Tragédie en Gironde : une femme de 61 ans poignardée à mort

Féminicide en Gironde : une femme de 61 ans tuée au couteau

Le parquet de Bordeaux a annoncé ce jeudi la mise en examen et le placement en détention provisoire d’un homme après la découverte du corps sans vie de son ex-compagne, âgée de 61 ans, à Haillan (Gironde). La victime avait été retrouvée le 20 juillet à son domicile, avec plusieurs blessures par arme blanche.

Selon le procureur de la République de Bordeaux, Renaud Gaudeul, une enquête a été ouverte suite à cette découverte. Les policiers ont été appelés en fin de soirée lorsque le corps a été retrouvé. Le suspect, un homme de 60 ans, a été placé en garde à vue. Il aurait déclaré avoir découvert le corps de la victime, puis en avoir informé une amie qui a contacté les forces de l’ordre.

Les premiers éléments de l’enquête

Les constatations sur place ont révélé des traces de lutte dans la salle à manger, ainsi que de nombreuses taches de sang.

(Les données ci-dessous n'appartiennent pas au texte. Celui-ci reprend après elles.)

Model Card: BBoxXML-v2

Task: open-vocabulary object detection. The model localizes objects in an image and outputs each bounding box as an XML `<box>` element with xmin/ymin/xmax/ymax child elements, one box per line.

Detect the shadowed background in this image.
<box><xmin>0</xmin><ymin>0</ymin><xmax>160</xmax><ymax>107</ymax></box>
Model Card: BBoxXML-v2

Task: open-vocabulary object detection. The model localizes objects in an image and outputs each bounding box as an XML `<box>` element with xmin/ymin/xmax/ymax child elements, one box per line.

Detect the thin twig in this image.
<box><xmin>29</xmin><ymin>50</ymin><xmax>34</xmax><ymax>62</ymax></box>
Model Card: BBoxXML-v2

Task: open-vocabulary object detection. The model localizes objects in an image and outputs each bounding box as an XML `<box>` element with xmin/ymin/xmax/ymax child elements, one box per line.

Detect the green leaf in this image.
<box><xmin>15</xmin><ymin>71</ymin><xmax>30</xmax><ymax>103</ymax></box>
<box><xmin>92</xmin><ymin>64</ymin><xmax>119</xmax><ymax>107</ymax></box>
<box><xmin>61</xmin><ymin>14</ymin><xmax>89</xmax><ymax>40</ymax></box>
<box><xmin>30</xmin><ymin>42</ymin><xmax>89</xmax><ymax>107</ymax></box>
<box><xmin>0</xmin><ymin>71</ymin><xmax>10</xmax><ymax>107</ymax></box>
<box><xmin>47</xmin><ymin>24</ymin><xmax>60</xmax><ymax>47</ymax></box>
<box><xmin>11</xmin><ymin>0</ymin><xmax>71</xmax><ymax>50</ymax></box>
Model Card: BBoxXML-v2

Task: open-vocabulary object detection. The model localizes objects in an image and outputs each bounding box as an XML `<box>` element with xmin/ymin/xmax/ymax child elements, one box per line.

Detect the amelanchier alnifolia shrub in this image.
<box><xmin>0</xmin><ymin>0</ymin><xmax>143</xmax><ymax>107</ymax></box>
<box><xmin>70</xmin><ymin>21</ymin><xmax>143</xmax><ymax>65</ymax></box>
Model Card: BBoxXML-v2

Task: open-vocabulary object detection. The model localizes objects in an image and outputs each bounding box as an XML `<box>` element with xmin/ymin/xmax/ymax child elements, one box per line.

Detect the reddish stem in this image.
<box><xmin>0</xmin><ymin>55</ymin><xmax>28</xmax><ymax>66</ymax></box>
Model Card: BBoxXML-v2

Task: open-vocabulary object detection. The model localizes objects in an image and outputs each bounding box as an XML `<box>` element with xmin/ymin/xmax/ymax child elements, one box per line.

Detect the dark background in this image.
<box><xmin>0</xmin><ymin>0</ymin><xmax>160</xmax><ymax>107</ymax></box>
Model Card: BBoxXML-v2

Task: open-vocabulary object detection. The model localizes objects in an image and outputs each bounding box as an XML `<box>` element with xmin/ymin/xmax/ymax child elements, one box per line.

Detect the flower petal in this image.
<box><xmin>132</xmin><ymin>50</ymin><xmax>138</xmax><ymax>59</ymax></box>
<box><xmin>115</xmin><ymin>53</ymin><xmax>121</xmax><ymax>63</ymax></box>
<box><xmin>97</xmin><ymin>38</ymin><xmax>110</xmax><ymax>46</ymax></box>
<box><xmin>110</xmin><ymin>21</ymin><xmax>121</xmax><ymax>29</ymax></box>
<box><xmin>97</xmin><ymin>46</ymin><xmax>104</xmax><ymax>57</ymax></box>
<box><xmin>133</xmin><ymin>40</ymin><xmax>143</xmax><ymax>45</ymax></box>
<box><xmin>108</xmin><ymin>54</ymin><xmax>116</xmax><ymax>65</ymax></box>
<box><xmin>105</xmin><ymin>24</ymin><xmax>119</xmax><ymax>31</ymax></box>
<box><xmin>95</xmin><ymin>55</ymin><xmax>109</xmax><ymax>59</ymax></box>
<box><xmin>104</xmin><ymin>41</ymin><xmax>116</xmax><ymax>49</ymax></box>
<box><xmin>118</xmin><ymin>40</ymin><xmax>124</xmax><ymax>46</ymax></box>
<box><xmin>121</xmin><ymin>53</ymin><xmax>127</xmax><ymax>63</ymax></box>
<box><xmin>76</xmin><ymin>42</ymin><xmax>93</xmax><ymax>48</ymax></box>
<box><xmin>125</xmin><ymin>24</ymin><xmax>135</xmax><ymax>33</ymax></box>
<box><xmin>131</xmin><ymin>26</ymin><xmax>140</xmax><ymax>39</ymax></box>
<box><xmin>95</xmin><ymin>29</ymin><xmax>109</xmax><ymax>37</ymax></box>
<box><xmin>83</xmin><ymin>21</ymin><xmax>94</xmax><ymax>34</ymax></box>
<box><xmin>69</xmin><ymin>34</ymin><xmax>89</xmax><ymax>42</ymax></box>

Un couteau de cuisine, portant des traces de sang et dont la lame et le manche étaient séparés, a été retrouvé. L’autopsie a confirmé que la cause du décès était une plaie cervicale provoquée par une arme blanche, entraînant un choc hémorragique.

Les examens ont également révélé plusieurs blessures au niveau du cou, du thorax et du bras de la victime. La scène suggère une violente agression.

Le suspect et ses déclarations

Le suspect, qui est sans profession et placé sous curatelle renforcée, a fourni des explications incohérentes lors de sa garde à vue. Une blessure à un de ses doigts a été remarquée. Finalement, il a avoué le meurtre, expliquant ne pas supporter la séparation récente avec la victime, qui lui avait annoncé leur rupture le 11 juillet.

Procédures et suite de l’enquête

Après son arrestation, l’homme a été présenté à un juge d’instruction. Il a été mis en examen pour « meurtre par une personne étant ou ayant été conjoint ou concubin » et placé en détention provisoire.

Le procureur a précisé que cet homme était inconnu des services de justice et qu aucune plainte ou signalement de violences antérieures n’avaient été enregistrés concernant la victime. Ce nouveau féminicide renforce la mobilisation des autorités contre les violences conjugales en Gironde.